7. Burgers maken, voor zover valt na te gaan, weinig gebruik van
de rechten inzake de kennisgeving van opname in een registratie,
inzage en correctie.
8. De samenwerking tussen de politie en de bijzondere
opsporingsdiensten wordt bemoeilijkt door beperking in de
mogelijkheden van informatie-uitwisseling. Door de registers van de
bijzondere opsporingsdiensten onder het regime van de Wet
politieregisters te brengen wordt deze deels opgelost, maar dit
levert nieuwe problemen op met betrekking tot het beheer.
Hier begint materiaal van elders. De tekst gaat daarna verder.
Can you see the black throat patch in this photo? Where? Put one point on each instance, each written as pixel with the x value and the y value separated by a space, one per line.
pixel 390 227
9. De verstrekking van gegevens uit politieregisters heeft
veelvuldig mondeling plaats. De mondelinge verstrekking wordt niet
altijd als verstrekking geregistreerd. Dat geldt in het bijzonder
voor verschaffing van inlichtingen door runners binnen het eigen
korps.
10. Er is geen inzicht in de mate waarin koppeling tussen
registers plaatsvindt. 11. De toegankelijkheid van de gegevens uit
de meest gangbare registers is voor opsporingsambtenaren bijzonder
groot. Onregelmatige verstrekking komt, mede als gevolg van het old
boys netwerk voor. 12. De wetgeving inzake politieregisters en
justitile documentatie laat geen verstrekkingen van gegevens toe
ten behoeve van de bestuurlijke handhaving. De Wet openbaarheid van
bestuur is niet voor dit soort kwesties geschreven. Niettemin vindt
verstrekking van gegevens plaats, veelal via de lijn korpschef –
korpsbeheerder danwel in het driehoeksoverleg, danwel via het
openbaar ministerie of de ambtsberichten van de BVD.